“If at the point when the grant is awarded and the city doesn’t have the money and the world stops, I’m sure we have the opportunity to say ‘No, thank you, please pass it to the next people,’” Huntsinger said. “At this point, going for the grant does not obligate us to take it or to build.”
Residents pressed Nathan Rall, a director with the Georgia Public Library Service, to guarantee that the library could turn down the funds if awarded, but he could not. He said he’s only aware of one library giving back the funds.
City Council is scheduled to decide Thursday on letting the library proceed with an application, but it could be tabled.
The library favors a downtown location, said Stacy Brown, executive director of the Azalea Regional Library System, but no specific location has been identified.

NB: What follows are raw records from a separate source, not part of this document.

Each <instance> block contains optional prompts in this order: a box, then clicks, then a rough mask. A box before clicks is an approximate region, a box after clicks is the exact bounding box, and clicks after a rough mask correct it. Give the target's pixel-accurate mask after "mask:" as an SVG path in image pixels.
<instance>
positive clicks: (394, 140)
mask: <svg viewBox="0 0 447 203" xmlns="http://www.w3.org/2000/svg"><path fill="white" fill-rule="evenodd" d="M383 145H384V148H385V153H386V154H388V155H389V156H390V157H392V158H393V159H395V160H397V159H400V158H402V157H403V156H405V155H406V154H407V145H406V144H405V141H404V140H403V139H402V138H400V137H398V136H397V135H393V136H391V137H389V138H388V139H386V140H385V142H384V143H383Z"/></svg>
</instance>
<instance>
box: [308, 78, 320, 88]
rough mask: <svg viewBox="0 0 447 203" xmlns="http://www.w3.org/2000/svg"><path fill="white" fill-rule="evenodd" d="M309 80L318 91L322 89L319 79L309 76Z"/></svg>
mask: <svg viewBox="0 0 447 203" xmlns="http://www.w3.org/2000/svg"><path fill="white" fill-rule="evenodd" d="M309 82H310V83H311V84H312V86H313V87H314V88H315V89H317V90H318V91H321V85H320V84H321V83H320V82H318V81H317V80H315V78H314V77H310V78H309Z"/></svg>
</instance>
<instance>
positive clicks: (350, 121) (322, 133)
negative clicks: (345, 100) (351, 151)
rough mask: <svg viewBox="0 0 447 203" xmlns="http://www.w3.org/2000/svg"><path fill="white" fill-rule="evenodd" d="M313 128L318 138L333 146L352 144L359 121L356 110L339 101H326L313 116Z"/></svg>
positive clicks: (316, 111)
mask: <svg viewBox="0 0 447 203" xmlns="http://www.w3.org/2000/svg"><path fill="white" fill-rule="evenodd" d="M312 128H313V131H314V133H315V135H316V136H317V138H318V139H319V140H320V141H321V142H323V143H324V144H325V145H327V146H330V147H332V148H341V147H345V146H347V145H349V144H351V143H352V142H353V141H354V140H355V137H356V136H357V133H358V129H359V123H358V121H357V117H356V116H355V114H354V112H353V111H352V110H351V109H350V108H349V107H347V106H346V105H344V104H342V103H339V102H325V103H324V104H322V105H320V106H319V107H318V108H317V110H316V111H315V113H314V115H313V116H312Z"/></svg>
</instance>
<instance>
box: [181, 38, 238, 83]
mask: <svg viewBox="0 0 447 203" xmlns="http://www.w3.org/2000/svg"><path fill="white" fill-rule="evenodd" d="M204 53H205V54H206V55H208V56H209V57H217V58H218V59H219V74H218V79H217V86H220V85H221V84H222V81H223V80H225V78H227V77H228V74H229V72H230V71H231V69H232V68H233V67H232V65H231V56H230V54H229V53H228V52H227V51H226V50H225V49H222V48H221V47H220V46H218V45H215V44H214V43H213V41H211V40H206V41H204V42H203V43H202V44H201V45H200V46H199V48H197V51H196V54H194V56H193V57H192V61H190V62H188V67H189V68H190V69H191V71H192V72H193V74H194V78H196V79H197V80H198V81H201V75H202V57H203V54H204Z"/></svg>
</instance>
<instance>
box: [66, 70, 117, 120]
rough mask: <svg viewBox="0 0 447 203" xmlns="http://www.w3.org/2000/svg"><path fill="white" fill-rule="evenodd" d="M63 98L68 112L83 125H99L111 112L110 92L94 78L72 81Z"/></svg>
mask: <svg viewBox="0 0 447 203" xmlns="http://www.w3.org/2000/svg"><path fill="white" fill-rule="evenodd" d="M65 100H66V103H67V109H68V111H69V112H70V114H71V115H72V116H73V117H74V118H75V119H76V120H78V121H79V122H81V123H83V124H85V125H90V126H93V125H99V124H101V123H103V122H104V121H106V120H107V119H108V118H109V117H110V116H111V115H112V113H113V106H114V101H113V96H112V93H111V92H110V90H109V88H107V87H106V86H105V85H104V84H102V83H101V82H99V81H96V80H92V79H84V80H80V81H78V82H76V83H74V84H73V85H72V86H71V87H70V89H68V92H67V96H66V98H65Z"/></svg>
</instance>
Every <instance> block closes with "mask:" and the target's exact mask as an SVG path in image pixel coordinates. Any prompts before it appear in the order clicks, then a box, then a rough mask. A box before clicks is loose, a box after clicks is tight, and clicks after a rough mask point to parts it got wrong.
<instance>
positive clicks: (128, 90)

Some residents believe library officials favor placing the new building on about 3 acres of land near a Methodist church on Main Street.
“That’s where we’ve been promised we would get a restaurant or shops, so we don’t trust them,” said Melanie Long, a longtime Loganville resident and business owner. “They have an ulterior motive. There’s something about this that doesn’t smell right, and we just don’t trust (city officials).”
Councilmember Lisa Newberry wanted to wait to give the OK for the application, wary of a potential tax increase to pay for it later in the process. The library could cover the costs through fundraising and other means instead of having the city raise taxes to cover them, Huntsinger said.
Terry Parsons, a Loganville resident, said he’s concerned that taxpayers would get “slapped in the face” to cover the rest of the construction cost if the library is awarded the grant. “You’re basically making a tacit endorsement of support for something you have no idea about,” he said.
The library needs support from the city in order to apply for the grant, Brown said. The state Legislature will approve the grants in the coming year, and the library would receive the funds in 2023.
The library discussion comes as city officials are planning how to rehabilitate downtown Loganville, a city split between Gwinnett and Walton counties. The city unveiled a $180-million project a few years ago that was scrapped in response to negative feedback from residents.
Brown said the existing library on Conyers Road has reached its shelf life. Built out of stucco, it has leaks and roof issues, she said. The board favors a new facility twice the size of the current one with greenspace to catch up with the rapid growth of Loganville, she said.
Some residents favor fixing the existing library, built in 1989 on land donated for the sole purpose of a library. Long said the library should either remain where it is or move into an unused portion of City Hall.
The grant could not be used on an existing building, Brown said. Even if funding is found elsewhere, the current property the existing library sits on couldn’t accommodate an expansion, she said. City and library officials said they have received phone calls and emails in support of a library expansion.